Job Information
Dignity Health Revenue Cycle Specialist Lead in Rancho Cordova, California
Overview
Dignity Health Medical Foundation established in 1993 is a California nonprofit public benefit corporation with care centers throughout California. Dignity Health Medical Foundation is an affiliate of Dignity Health - one of the largest health systems in the nation - with hospitals and care centers in California Arizona and Nevada. Today Dignity Health Medical Foundation works hand-in-hand with physicians and providers throughout California to provide comprehensive health care services to the many communities we serve. As Dignity Health Medical Foundation continues to grow and establish new premier care centers we provide increasing support and investment in the latest technologies finest physicians and state-of-the-art medical facilities. We strive to create purposeful work settings where staff can provide great care while advancing in knowledge and experience through challenging work assignments and stimulating relationships. Our staff is well-trained and highly skilled qualities that are vital to maintaining excellence in care and service.
Responsibilities
Position Summary:
Under the supervision of the Revenue Cycle Performance Manager, the Revenue Cycle Specialist Lead is responsible for providing operational support and training to the Revenue Cycle Performance team including rounding with staff, triaging issues, and offering solutions. Additionally, they will assist manager with special projects, consistent with the Mission and Philosophy of Dignity Health Medical Foundation.
Qualifications
Minimum Requirements:
Five years experience working in healthcare revenue cycle and/or a professional medical billing office.

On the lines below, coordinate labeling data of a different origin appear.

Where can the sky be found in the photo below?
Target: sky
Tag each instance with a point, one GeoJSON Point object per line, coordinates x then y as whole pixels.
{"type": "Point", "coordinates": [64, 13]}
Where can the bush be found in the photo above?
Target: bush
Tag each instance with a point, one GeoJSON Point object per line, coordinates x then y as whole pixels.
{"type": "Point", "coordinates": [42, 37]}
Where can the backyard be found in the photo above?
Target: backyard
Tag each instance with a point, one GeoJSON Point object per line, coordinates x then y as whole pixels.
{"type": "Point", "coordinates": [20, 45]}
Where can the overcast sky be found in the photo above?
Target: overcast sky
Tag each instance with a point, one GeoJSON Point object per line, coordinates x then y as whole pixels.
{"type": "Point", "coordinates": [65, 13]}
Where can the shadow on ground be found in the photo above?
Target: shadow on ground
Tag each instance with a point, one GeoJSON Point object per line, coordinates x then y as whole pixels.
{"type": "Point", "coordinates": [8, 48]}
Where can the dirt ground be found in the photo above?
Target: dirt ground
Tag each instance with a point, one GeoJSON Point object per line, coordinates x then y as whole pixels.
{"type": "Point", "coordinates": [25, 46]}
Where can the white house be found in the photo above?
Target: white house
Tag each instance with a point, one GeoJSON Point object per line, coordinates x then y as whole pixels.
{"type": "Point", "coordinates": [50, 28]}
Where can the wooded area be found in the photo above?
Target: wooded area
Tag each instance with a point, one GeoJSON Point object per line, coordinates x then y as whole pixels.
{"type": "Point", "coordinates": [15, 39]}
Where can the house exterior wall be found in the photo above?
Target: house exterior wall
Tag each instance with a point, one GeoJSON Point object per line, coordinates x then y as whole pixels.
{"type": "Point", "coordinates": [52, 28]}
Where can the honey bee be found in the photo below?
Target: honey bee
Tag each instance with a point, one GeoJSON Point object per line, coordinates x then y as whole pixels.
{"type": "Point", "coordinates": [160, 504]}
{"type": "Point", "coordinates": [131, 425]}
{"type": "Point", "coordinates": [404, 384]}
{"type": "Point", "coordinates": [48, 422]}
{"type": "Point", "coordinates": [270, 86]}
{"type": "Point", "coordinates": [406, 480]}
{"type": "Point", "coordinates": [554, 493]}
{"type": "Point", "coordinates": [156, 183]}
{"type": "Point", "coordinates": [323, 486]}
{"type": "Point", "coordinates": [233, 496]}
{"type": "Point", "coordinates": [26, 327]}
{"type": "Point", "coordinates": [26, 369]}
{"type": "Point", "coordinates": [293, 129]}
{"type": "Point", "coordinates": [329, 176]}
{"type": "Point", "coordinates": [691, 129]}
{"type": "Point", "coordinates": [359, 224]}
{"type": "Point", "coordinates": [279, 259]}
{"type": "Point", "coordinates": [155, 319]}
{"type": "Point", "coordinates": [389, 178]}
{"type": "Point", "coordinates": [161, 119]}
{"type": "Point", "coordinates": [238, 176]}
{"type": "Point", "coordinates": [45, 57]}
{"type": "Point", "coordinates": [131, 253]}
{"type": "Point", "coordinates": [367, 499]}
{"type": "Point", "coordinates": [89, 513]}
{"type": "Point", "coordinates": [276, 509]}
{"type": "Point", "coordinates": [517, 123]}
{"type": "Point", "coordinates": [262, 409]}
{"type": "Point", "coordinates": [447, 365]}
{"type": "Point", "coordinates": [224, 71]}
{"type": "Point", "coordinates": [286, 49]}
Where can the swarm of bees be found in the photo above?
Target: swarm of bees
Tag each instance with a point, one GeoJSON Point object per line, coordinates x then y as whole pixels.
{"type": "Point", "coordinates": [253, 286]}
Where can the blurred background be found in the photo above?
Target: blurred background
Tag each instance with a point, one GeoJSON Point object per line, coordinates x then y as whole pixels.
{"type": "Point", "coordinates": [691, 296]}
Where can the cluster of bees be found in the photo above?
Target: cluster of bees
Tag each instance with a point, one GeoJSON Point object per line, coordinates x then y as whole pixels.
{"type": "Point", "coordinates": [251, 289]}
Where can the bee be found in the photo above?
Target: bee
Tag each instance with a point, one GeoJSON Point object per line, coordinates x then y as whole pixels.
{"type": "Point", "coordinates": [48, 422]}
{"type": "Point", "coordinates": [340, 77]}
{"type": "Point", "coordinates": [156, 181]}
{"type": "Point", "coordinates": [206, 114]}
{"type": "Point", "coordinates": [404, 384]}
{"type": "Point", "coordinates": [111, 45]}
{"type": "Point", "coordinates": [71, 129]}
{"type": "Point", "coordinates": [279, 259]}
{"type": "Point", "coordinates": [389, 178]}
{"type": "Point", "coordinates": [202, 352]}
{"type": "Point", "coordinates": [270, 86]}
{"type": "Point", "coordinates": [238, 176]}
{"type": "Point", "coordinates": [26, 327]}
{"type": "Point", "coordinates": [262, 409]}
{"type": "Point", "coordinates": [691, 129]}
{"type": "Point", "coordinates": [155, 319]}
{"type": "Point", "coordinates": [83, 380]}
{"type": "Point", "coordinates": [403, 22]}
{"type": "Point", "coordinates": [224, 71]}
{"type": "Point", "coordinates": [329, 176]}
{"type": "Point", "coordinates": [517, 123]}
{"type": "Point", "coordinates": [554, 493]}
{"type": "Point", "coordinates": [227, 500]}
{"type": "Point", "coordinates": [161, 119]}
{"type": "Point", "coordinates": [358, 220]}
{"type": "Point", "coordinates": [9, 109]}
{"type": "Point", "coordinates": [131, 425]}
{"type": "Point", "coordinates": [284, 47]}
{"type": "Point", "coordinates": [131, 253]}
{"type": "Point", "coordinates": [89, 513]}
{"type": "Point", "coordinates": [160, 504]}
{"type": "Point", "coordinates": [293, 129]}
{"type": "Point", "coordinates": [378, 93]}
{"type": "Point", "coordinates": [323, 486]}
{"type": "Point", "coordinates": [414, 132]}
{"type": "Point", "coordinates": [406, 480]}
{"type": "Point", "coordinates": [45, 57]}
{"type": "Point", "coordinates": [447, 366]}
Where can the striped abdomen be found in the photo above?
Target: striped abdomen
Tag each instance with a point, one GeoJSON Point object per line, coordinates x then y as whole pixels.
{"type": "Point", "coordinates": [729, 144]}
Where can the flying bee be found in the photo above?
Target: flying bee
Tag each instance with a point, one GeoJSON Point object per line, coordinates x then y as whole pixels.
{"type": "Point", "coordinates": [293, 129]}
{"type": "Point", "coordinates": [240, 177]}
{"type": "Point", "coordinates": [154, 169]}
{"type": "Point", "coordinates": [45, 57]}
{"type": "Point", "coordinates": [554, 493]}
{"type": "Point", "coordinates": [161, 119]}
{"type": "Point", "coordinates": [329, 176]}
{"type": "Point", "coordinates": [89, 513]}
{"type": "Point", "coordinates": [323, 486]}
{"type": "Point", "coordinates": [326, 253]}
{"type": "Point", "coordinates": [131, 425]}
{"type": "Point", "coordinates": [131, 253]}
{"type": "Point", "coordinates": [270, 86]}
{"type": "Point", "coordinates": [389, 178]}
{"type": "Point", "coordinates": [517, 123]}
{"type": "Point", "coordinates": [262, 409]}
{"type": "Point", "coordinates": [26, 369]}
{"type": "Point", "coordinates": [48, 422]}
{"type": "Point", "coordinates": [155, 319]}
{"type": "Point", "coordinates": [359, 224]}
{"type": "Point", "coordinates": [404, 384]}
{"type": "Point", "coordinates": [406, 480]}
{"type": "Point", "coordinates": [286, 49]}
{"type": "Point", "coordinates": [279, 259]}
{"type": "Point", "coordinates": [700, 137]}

One year experience with IDX Practice Management System required. Five years’ Customer Service experience.
AA/AS degree in Health Care Administration or related field and/or an equivalent combination of education and work experience required.
Knowledge of physician billing regulations.
Understanding of professional claims and billing procedures.
Excellent interpersonal and organizational skills.
Excellent written and oral communication skills.
Working knowledge of computers and demonstrated proficiency in using e-mail systems Internet and office software applications.
Strong MS Excel skills to interpret and analyze high volume of data.
Analytical skills to identify key issues from large amounts of detail data.
Perform root cause analysis to determine origin of issues with the aim of correction.
Ability to build and maintain working relationship with all levels of staff physicians and other contacts.
Preferred Qualifications:
Six years’ experience working in healthcare revenue cycle a professional medical billing office and/or Customer Service Position.
One year experience with No Surprises Act Regulations.
Two years’ experience with IDX Practice Management System and Cerner EHR preferred.
Three years’ experience training/mentoring others.
BA/BS degree in Health Care Administration or related field.
Strong knowledge of Google Suite
The position is remote/work from home in the grea* ter Sacramento area.
Pay Range
$34.50 - $49.04 /hour
We are an equal opportunity/affirmative action employer.